Member of the Washington House of Representatives from the 33rd district
- Incumbent
- Assumed office December 10, 2024 Serving with Mia Gregerson
- Preceded by: Tina Orwall

Personal details
- Born: Edwin Carbonell Obras August 5, 1971 (age 54) Republic of the Philippines
- Party: Democratic
- Children: 1
- Education: University of Washington, BA; Northeastern University, Graduate Certificate (2015); MPA (2016)

= Edwin Obras =

Edwin Carbonell Obras (born August 5, 1971) is an American politician serving in the Washington House of Representatives, representing the 33rd Legislative District.

== Early life and education ==
Obras was born in the Philippines. He grew up on Beacon Hill in Seattle.

He graduated from the University of Washington with a BA in American Ethnic Studies.
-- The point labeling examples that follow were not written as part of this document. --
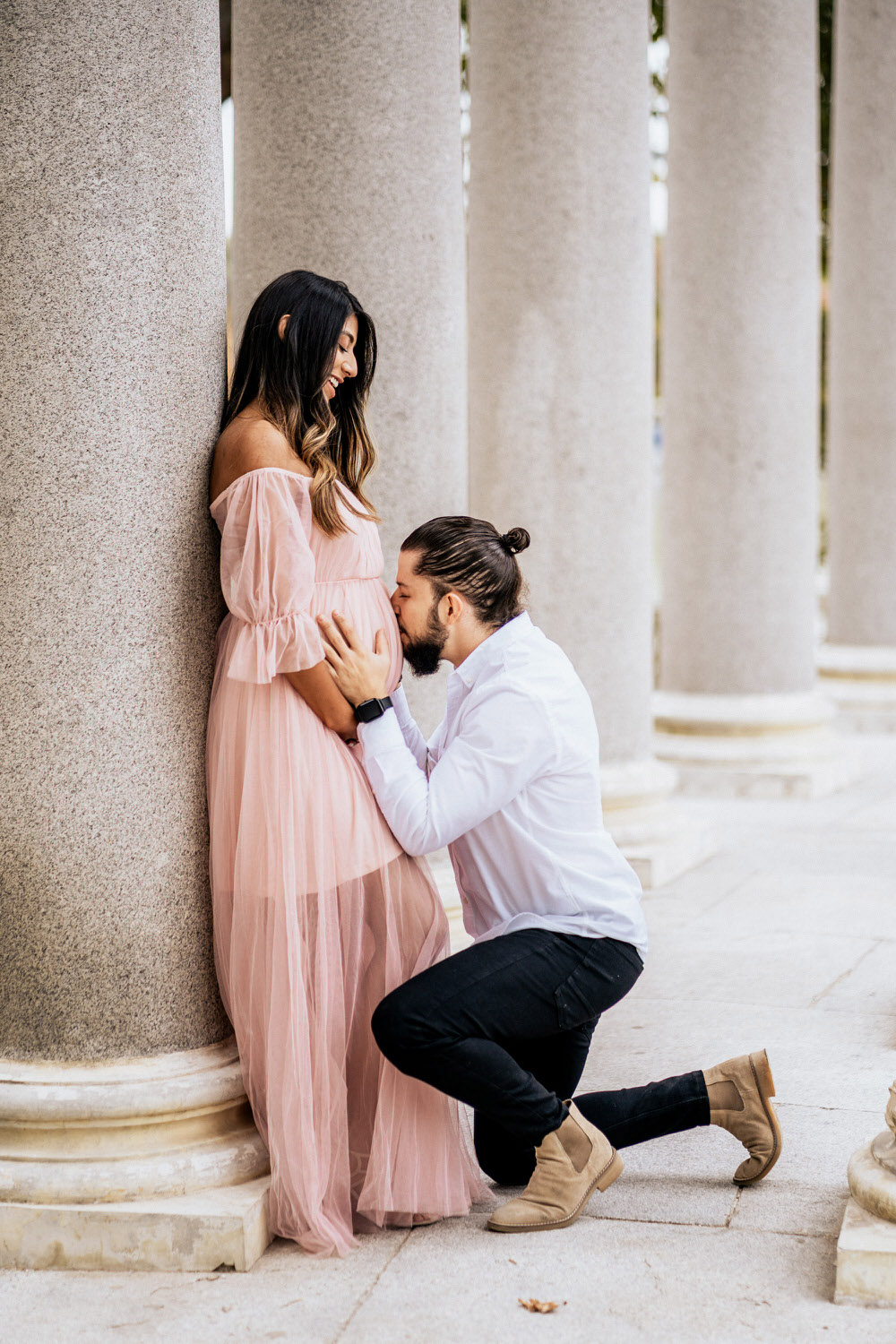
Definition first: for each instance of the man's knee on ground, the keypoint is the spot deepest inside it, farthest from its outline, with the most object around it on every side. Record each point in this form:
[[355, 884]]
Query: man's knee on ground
[[394, 1024]]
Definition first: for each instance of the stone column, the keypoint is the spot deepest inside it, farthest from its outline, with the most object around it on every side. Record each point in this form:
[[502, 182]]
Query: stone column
[[118, 1080], [858, 664], [737, 710], [866, 1244], [560, 360], [347, 131]]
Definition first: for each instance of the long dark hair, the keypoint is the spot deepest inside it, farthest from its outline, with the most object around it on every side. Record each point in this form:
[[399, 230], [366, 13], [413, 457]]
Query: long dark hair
[[470, 556], [288, 378]]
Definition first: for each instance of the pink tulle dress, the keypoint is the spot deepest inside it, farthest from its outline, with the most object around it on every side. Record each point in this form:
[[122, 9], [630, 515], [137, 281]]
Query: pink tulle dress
[[319, 911]]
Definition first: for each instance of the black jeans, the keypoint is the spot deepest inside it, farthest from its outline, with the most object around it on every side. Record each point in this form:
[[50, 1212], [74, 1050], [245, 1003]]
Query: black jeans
[[505, 1027]]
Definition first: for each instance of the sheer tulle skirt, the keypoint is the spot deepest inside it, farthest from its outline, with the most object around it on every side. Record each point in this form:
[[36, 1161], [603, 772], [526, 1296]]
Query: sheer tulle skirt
[[317, 916]]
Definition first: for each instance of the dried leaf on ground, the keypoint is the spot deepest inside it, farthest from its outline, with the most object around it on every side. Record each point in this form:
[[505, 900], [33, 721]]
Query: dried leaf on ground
[[532, 1304]]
He received a Graduate Certificate in Non-Profit, Philanthropy and Social Change (2015), as well as a Master of Public Administration (2016), from Northeastern University.

== Career ==
Obras has worked for the City of Seattle's Human Services Department for over 15 years, most recently as deputy division director.

He has served as board president of the Filipino Community of Seattle (FCS) since 2019.

On December 10, 2024, Obras was appointed to the Washington House of Representatives.